Boston Scientific Equalizer Balloon Catheter, Order No./REF 17-110 (M001171100). EQL/33/7/2/100. Sterilized using Ethylene Oxide. Single Use Only. Legal Manufacturer Boston Scientific Cork Ltd., Business and Technology Park, Model Farm Rd, Cork, Ireland.
- Company
- Boston Scientific Corporation
- Recall Initiated
- September 29, 2009
- Posted
- November 13, 2009
- Terminated
- December 17, 2011
- Recall Number
- Z-0196-2010
- Quantity
- 9800 total (2373 US and 7427 OUS)
- Firm Location
- Maple Grove, MN
Reason for Recall
Boston Scientific is initiating a Recall Removal of numerous batches/lots of Equalizer Occlusion Balloon Catheter because the sterile barrier in the packaging of the affected product may be compromised.
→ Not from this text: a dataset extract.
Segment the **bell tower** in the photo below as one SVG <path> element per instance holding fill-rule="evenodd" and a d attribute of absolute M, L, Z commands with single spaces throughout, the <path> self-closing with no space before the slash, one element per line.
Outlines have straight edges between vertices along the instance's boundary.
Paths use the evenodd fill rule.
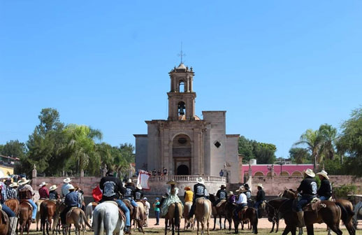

The outer pouch seal may be breached. If a compromised seal is not detected and a sterility-compromised catheter is used clinically, there is a risk of adverse health consequences.
Distribution
Worldwide. US distribution includes: AL, AR, AZ, CA, CT, FL, GA, IA, ID, IL, IN, KS, KY, LA, MA, MD, MI, MN, MO, MS, MT. NC, ND, NE, NH, NJ, NV, NY, OH, OK, OR, PA, RI, SC, SD, TN, TX, UT, VA, WA, WI, WV and Washington D.C. and Puerto Rico. Worldwide distribution includes: Algeria, Argentina, Austria, Belgium, Brazil, Bulgaria, Canada, Colombia, Cyprus, Czech Republic, Denmark, Finland, France, Germany, Great Britain, Greece, Hong Kong, Hungary, India, Ireland, Israel, Italy, Japan, Jordan, Lithuania, Luxembourg, Malaysia, Morocco, Netherlands, Norway, Poland, Portugal, Qatar, Saudi Arabia, Serbia, Slovenia, South Korea, Spain, Sweden, Switzerland, Thailand, Tunisia, Turkey, United Arab Emirates.
Lot / Code Info
Lot: 11612503, 11613167, 11649850, 11664333, 11675647, 11679806, 11687184, 11703304, 11703305, 11706256, 11706257, 11721527, 11747701, 11748426, 11748427, 11753300, 11818319, 11822020, 11822021, 11823536, 11823537, 11838168, 11872757, 11880388, 11892722, 11894939, 11895181, 11895182, 11905798, 11942328, 11960758, 11973985, 11975229, 11975230, 11981138, 11981139, 11984930, 11992156, 11996764, 12003798, 12003799, 12060855, 12060857, 12065124, 12133643, 12140443, 12143888, 12143890, 12147789, 12159640, 12167057, 12183330, 12185881, 12215326, 12215327, 12227669, 12235732, 12235733, 12235734, 12280629, 12299197, 12299198, 12299199, 12303046, 12303579, 12307240, 12319312, 12319313, 12319314, 12351534, 12351536, 12397165, 12397166, 12400869, 12400870, 12400871, 12419731, 12423640, 12424849, 12424850, 12424851, 12432156, 12438763, 12438764, 12438765, 12438766, 12438767, 12442597, 12535285, 12535286, 12582189, 12582625, 12590510, 12598481, 12598482, 12598483, 12598484, 12617284, 12617285, 12625391, 12625392, 12625393, 12636765, 12636766, 12640395, 12640396, 12640397, 12640398, 12640399, 12685132, 12709946, 12709947.
Root Cause
Other
Action Taken
An Urgent Medical Device Recall Removal letter dated 09/29/2009 was sent to affected facilities and addressed to Risk Manager / Field Action Contact, beginning 09/29/2009. The letter explained the issue and identified product. Customers were asked to identify affected product within their inventory, segregate it and immediately return it to Boston Scientific. Customers will receive replacements for all recalled product that is returned. Customers were also to fax back to Boston Scientific the Reply Verification Tracking Form. Questions regarding this Recall Removal are directed to the local Sales Representative.